The Fever
Page 13
And so, between 1999 and 2004, 95 percent of children with malaria in Africa got treated with the old standby chloroquine. At least half the time, the drug failed to work. Some patients improved slightly, and perhaps felt a bit better, thanks to the drug’s fever-reducing effects,176 but they remained infectious, and were likely to relapse. Others simply failed to recover at all.177
This situation, after the world’s leading health authorities had clearly sanctioned better drugs, led to a huge and caustic outcry among African and malaria aid physicians. Donors’ reluctance was “frankly, very difficult to understand,” said Médecins Sans Frontières’ Bernard Pécoul.178 “I couldn’t believe my ears,” said Binka. “If a physician went to Burma and prescribed chloroquine, they would be negligent,” said Canadian health lawyer Amir Attaran. “When UNICEF does the same,” he added archly, “it’s called ‘international aid.’”179
International capital finally started to mobilize for ACT drugs in the years after 2004. The Global Fund agreed to provide funding for health ministries to purchase the drugs,180 and other drug companies, in partnership with nonprofit aid organizations, started developing alternative ACTs, loosening Novartis’s monopoly.181 The nonprofit Institute of Medicine of the National Academies recommended a new global subsidy, to the tune of $500 million every year, to help pay for ACTs (and future malaria drugs), and international experts started scheduling meetings to explore the possibilities.182 In late 2008, the Global Fund agreed to bankroll a preliminary $6 million for the subsidy.183
When there is a lucrative market to be tapped—say, arthritis sufferers or people with high cholesterol—drug makers can rush a new drug from the lab to the market in under a decade.

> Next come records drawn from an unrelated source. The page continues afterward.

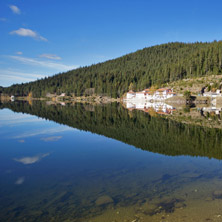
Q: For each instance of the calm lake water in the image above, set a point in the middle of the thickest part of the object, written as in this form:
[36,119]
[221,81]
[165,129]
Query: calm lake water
[80,163]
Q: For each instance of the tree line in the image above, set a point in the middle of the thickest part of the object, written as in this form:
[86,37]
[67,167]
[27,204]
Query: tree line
[155,65]
[154,134]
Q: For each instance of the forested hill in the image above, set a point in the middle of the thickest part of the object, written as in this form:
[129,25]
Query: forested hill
[151,66]
[154,134]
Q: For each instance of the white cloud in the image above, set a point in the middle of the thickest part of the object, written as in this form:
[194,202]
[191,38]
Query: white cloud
[52,138]
[28,33]
[18,76]
[43,132]
[20,181]
[48,64]
[3,19]
[11,120]
[31,159]
[15,9]
[50,56]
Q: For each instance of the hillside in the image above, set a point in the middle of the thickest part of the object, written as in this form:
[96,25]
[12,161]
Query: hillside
[150,66]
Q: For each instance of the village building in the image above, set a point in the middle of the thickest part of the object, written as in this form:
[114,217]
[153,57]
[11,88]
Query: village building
[147,94]
[213,94]
[12,98]
[157,107]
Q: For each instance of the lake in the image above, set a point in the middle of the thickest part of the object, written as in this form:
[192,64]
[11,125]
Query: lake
[104,163]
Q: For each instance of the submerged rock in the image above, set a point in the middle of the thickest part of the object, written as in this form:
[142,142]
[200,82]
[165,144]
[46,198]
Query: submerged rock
[105,199]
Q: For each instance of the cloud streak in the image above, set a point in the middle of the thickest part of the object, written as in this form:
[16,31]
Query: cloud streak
[51,139]
[15,9]
[28,33]
[43,132]
[31,159]
[47,64]
[50,56]
[15,76]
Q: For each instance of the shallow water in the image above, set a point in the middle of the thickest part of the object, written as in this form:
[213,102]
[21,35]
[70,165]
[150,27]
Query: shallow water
[53,172]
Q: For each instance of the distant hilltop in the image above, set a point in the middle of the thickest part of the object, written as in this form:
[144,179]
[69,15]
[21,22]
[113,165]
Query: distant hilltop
[156,65]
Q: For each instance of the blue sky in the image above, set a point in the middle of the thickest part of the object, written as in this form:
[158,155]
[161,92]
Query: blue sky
[43,37]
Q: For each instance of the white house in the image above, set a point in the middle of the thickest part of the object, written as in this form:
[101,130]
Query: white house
[12,98]
[147,94]
[158,107]
[213,94]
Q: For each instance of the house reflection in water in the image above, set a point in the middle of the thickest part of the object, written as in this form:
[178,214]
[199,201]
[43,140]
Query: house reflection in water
[157,107]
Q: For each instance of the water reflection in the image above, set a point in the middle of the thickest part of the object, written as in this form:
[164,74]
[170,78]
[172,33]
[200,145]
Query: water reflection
[76,175]
[150,107]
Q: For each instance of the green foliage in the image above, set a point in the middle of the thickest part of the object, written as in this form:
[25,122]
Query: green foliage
[137,128]
[151,66]
[187,94]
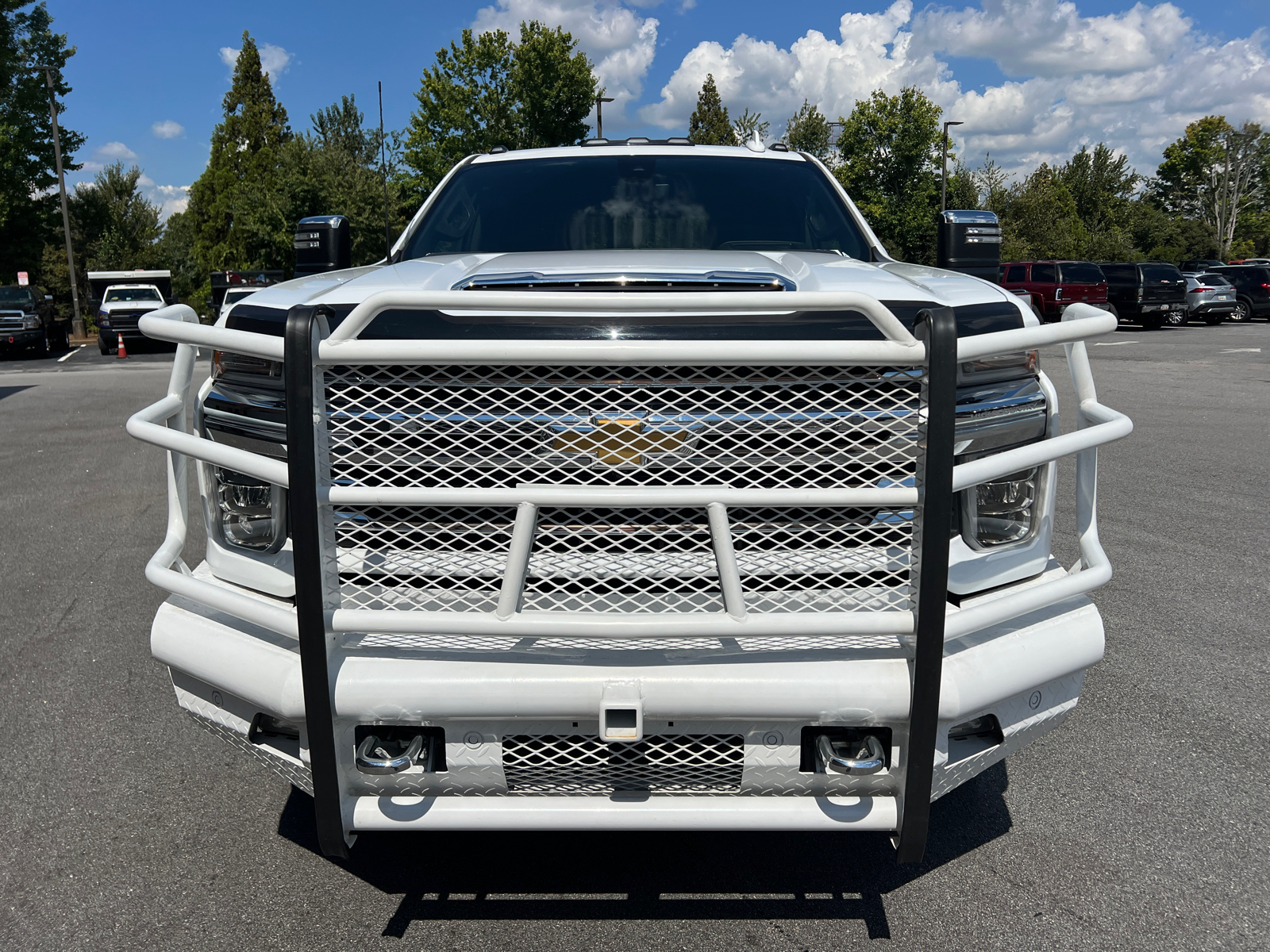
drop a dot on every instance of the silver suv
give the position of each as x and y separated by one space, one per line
1210 296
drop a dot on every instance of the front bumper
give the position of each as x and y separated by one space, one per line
1026 674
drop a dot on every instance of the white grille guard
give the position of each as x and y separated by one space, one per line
165 425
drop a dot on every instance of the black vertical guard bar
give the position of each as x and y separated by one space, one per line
935 498
308 562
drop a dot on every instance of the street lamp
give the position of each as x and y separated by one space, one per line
944 177
600 114
78 323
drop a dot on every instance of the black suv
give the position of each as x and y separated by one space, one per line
1251 290
1146 294
29 321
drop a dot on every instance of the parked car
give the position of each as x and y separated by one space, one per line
1052 286
1251 290
29 321
625 520
1199 267
1145 294
1210 296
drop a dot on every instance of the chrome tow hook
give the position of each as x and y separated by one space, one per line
856 758
372 758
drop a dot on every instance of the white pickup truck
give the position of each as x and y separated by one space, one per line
124 298
641 489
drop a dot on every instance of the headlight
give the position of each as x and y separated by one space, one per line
257 368
988 370
1001 512
252 513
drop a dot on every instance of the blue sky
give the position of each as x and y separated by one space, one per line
1033 79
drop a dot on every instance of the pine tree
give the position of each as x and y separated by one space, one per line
29 213
241 220
709 125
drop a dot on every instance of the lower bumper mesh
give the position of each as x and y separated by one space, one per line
687 763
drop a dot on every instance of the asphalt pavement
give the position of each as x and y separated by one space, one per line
1140 824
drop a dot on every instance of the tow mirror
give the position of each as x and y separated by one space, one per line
969 241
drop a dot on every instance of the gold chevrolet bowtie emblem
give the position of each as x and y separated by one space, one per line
618 440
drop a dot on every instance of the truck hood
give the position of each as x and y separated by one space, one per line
887 281
131 306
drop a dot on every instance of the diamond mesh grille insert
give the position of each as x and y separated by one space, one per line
689 763
746 427
440 559
622 560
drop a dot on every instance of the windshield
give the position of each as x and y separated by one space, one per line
1080 273
638 202
131 295
16 296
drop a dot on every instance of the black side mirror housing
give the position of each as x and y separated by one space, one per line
969 241
323 244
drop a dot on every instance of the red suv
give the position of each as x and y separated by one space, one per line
1052 286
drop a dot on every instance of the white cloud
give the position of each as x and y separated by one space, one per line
1132 79
273 59
168 130
619 42
114 152
169 198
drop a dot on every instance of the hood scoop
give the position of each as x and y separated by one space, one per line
626 281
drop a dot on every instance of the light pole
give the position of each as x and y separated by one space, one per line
944 177
78 321
600 114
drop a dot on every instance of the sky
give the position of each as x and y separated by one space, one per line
1032 80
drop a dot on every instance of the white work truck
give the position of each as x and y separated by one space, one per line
639 489
124 298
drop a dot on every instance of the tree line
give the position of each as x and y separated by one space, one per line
1206 198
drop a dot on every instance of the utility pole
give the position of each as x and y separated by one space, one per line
944 160
600 114
78 321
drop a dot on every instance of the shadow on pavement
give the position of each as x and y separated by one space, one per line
592 876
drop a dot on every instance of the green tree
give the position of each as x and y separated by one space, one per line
747 125
341 175
1041 220
29 213
489 92
709 125
175 251
243 213
808 131
889 150
554 88
1216 173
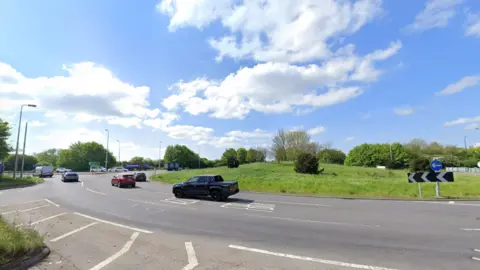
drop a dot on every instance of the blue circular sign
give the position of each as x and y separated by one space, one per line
436 165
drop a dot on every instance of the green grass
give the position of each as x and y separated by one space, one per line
348 181
15 243
8 181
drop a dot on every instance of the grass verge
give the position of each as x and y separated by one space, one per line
7 181
337 180
16 243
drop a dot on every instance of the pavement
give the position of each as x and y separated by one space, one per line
92 225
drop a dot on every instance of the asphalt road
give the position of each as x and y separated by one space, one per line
92 225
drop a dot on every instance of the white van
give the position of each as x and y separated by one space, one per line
43 171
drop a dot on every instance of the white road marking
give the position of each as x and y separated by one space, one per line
192 259
115 256
315 221
303 258
296 203
72 232
113 223
45 219
25 210
52 203
21 203
94 191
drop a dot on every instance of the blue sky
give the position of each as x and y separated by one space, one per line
214 74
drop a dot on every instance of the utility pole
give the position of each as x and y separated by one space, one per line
106 152
18 138
24 144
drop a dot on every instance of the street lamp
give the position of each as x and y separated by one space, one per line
18 137
106 152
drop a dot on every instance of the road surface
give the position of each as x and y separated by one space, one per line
92 225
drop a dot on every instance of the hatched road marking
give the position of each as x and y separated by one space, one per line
303 258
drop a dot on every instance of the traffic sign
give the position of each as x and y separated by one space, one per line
430 177
436 165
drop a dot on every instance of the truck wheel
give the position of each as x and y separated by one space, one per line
216 196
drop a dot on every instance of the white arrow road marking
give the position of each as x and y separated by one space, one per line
192 259
440 177
424 177
115 256
290 256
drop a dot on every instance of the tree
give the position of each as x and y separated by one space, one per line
242 155
331 156
4 135
48 157
306 163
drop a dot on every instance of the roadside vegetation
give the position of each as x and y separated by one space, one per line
336 180
16 243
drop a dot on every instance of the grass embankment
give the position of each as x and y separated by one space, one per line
8 181
16 243
348 181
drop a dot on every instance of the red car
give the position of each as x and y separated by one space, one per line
123 180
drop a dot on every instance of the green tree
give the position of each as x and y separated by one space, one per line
242 155
331 156
4 135
48 157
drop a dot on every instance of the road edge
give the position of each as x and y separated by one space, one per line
28 260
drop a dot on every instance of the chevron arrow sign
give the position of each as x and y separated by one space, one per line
424 177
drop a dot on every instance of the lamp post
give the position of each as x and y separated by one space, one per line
18 138
106 152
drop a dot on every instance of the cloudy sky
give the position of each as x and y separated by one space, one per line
212 74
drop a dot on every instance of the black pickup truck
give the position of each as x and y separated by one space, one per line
206 185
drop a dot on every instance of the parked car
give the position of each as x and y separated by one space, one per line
123 180
98 169
206 185
70 176
140 177
43 171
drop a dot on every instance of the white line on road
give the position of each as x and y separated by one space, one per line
113 223
303 258
192 259
72 232
25 210
94 191
115 256
52 203
315 221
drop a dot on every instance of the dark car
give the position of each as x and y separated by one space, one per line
70 177
206 185
124 180
140 177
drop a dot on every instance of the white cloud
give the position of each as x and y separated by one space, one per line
437 14
463 120
88 91
279 87
462 84
473 25
316 130
270 30
403 111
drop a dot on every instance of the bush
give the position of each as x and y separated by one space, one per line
419 164
306 163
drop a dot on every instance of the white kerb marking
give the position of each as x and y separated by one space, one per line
52 203
192 258
24 210
73 232
115 256
113 223
94 191
303 258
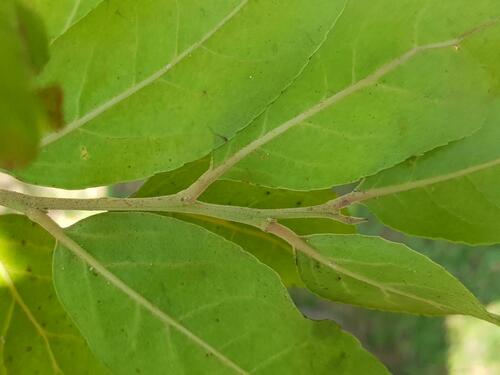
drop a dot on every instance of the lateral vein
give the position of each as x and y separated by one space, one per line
142 84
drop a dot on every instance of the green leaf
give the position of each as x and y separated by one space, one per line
393 79
451 193
375 273
269 249
169 297
60 15
37 336
151 87
22 114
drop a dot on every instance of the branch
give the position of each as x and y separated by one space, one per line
205 180
175 204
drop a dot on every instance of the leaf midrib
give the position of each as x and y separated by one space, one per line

The system for developing and distributing drugs for public health—to supply to people who earn less than a buck a day—is significantly slower. Between artemisinin’s development in 1972 and the international community’s support in 2004, more than three decades passed. But by then it was arguably already too late.184
Over the decades, while the international community argued and deliberated, the malarious masses grabbed hold of whatever artemisinin they could, and the drug leaked out, in hobbled, diluted forms. Drugmakers seeking to turn a small profit, vendors unable to maintain the drug’s exacting conditions, downright criminals—together they all attenuated artemisinin’s potency against Plasmodium.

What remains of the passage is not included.